The California Department of Transportation (Caltrans) announced freeway construction projects on Interstate-880 just north of the Park Street Bridge would begin affecting the flow of traffic on the bridge. The contractors planned to replace two existing freeway overcrossings at 23rd Avenue along with the overcrossing at 29th Avenue. These overcrossings funnel traffic into and out of the maze of streets just across the Park Street Bridge.

June

The Planning Board stopped short of recommending the city enact rent controls. Board members voted 4-3 to ask the City Council to consider setting up a task force to study whether people are being displaced by rising rents. Board members recommended that the task force examine the causes and impacts of rent increases, what existing city policies are doing to address any impacts and what else the city could or should be doing. Alameda has a rent board that mediates disputes, but its recommendations are not binding on landlords or renters.

Perfect weather greeted those who visited Robert Crown Memorial State Beach to see plots of sand evolve into showpieces at the annual Alameda Sand Castle and Sand Sculpture Contest.

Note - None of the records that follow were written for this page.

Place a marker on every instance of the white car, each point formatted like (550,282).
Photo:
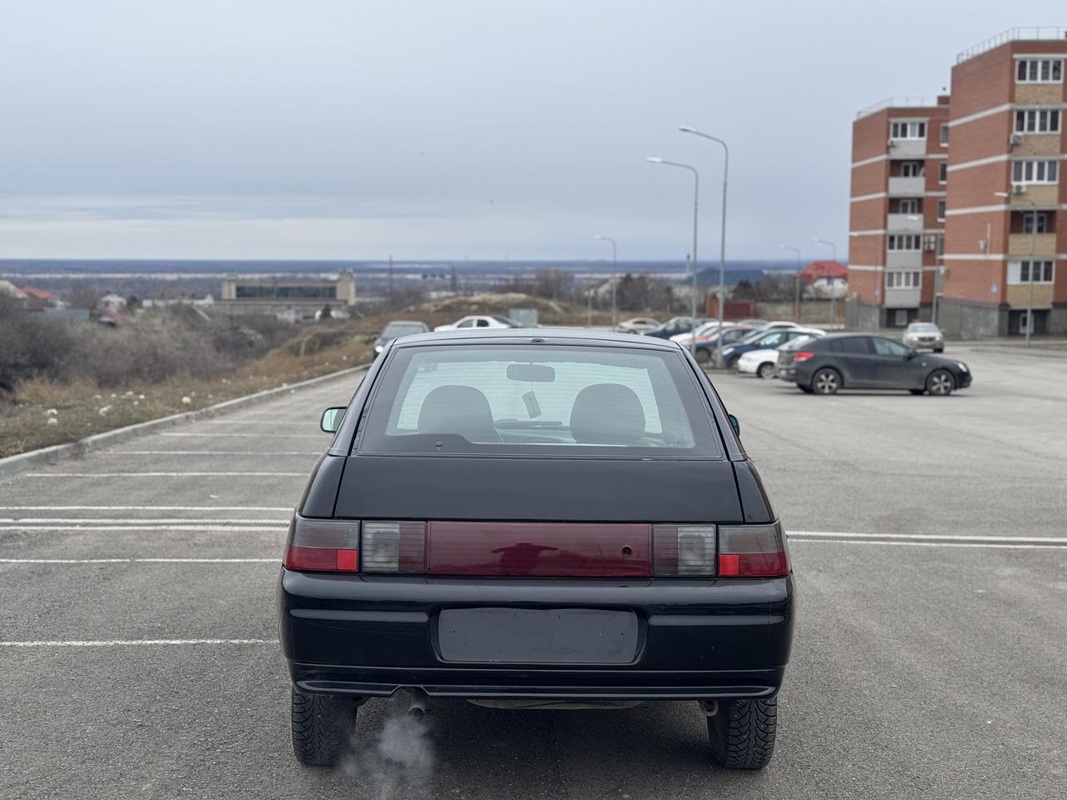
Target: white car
(478,321)
(763,363)
(702,333)
(637,324)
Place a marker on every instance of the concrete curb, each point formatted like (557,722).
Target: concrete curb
(14,464)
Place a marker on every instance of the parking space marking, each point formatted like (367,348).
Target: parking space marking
(137,642)
(256,509)
(139,561)
(930,540)
(166,475)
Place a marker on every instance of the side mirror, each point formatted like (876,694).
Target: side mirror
(332,419)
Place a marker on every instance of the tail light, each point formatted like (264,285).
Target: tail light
(337,545)
(753,552)
(683,550)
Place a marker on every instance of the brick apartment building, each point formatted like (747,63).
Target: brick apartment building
(958,212)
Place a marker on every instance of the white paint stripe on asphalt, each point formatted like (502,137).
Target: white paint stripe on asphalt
(126,521)
(137,642)
(928,537)
(255,509)
(308,453)
(120,528)
(166,475)
(140,561)
(247,435)
(935,544)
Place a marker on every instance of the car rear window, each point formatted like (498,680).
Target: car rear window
(550,400)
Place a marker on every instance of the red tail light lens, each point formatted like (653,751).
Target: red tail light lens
(683,550)
(753,552)
(339,545)
(394,547)
(322,545)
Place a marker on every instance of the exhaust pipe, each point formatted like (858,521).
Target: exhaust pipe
(416,703)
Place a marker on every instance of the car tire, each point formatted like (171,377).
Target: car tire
(321,728)
(742,733)
(826,381)
(940,383)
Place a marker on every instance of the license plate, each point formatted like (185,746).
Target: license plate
(537,636)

A large crowd observed 410 contestants from the Bay Area and beyond develop their creations from natural items found on the beach the morning of the contest. Materials used included: shells, seaweed, driftwood and, of course, sand.

Alameda Unified School District Superintendent Kirsten Vital left Alameda to take the reins of the Capistrano Unified School District (CUSD). Vital took charge of a much larger district in her new job. CUSD encompasses 195 square miles and serves 53,000 students who attend 55 schools in seven cities.